A : Bien sûr, j’y suis très sensible. N’importe quelle jeune fille (même sans le savoir) est féministe, mais le mot a tendance à faire peur. J’ai moi-même longtemps pagayé lorsqu’on m’en parlait, mais j’ai toujours eu des convictions féministes sans même connaître le terme. Ce mot est encore mal perçu dans la société et pas uniquement chez les hommes. Il y a tellement de choses à dire sur le sujet que je pourrais lui dédier un album entier, même si j’ai encore des choses à apprendre. 

Plusieurs de tes clips ont été réalisés par Charlotte Abramow. J’ai l’impression que vous êtes sur la même longueur d’onde ?

A : Dès le début, je souhaitais avancer avec des gens de manière intime (que ce soit pour la direction artistique, le son ou l’image). J’essaye de travailler en équipe, avec peu de personnes afin de rester maîtresse des projets. Il faut que ça colle humainement et artistiquement. Charlotte m’a donné une image magnifique tout en s’adaptant à ma personnalité. Nous avons eu beaucoup d’idées ensemble, notamment pour le clip de « La Loi de Murphy » qui, grâce à sa patte, est explosif et coloré.

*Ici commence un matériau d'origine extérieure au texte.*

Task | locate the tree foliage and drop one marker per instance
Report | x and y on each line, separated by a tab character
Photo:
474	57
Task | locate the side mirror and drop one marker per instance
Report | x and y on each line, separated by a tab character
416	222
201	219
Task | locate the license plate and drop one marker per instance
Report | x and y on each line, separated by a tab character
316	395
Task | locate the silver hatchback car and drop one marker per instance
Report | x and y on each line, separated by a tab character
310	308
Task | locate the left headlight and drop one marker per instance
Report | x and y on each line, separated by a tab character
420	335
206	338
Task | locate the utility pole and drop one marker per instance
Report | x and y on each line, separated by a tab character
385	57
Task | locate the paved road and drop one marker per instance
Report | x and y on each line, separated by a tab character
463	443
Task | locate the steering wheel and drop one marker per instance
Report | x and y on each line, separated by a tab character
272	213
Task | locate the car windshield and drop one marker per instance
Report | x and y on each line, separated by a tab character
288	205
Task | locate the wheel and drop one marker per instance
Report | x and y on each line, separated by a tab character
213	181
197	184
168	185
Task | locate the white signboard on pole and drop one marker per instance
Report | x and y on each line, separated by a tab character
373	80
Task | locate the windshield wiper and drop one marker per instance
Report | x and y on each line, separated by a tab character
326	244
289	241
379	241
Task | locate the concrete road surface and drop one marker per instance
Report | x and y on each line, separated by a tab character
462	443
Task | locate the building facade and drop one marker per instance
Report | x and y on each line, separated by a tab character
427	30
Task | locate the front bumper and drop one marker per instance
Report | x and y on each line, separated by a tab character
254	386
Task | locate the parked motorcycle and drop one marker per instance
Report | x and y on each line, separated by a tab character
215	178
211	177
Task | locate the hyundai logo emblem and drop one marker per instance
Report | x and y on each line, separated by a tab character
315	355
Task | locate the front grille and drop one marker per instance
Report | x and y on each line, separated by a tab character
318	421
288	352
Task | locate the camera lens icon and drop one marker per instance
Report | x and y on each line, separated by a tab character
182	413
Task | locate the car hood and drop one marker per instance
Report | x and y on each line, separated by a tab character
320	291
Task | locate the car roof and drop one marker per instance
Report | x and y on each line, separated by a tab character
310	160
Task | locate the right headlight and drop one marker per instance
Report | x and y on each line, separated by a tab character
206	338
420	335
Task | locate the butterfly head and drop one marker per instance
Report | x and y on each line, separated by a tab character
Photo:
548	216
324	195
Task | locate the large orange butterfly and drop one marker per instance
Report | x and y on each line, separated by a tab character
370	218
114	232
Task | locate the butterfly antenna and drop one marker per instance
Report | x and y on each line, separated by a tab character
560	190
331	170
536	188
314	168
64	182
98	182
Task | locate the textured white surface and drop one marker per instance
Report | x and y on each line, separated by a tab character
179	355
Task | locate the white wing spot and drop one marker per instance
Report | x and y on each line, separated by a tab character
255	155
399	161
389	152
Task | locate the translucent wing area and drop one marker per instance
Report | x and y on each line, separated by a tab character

Photos Julot Bandit – Style Nicolas Dureau – Maquillage Cyril Laine – Cheveux Sayaka Otala / Angèle porte un pull AMI et un trench Louis Vuitton

Dans ta chanson « La Loi de Murphy », tu chantes le refrain en anglais. Est-ce que tu as déjà envisagé de chanter exclusivement en anglais afin de rendre ta musique internationale ou chanter en français reste ta priorité ?

A : Cela m’ennuie de penser de manière stratégique, même si je ne suis pas à l’abri de le faire un jour. Mélanger le français et l’anglais est quelque chose qui peut déranger les gens dans le sens où ça ne va pas plaire à certains francophones et anglophones ; l’entre-deux peut être compliqué. Beaucoup d’artistes l’ont déjà fait et j’avais envie de le faire aussi. J’aurais du mal à chanter uniquement en anglais par ailleurs.

Qu’est-ce que ça fait de monter sur scène avec son propre frère (Roméo Elvis, ndlr) et de chanter devant des milliers de personnes ?

A : C’est vraiment cool et très émouvant à chaque fois. Lors de mes premiers concerts, j’étais tellement émue que parfois je me retrouvais submergée : il m’arrivait de pleurer, je me demandais comment j’allais faire pour dépasser cela. Heureusement, l’habitude forge et j’ai réussi à entretenir une certaine distance afin de rester concentrée. Aujourd’hui, j’arrive à mieux gérer mes émotions.

Tu es sensible ?

A : Oui, hyper sensible. Avec Roméo, j’ai du mal à prendre du recul et je suis toujours très émue. Chacun des concerts que je vois de lui est toujours très fort.

Quel rapport entretiens-tu avec la mode ?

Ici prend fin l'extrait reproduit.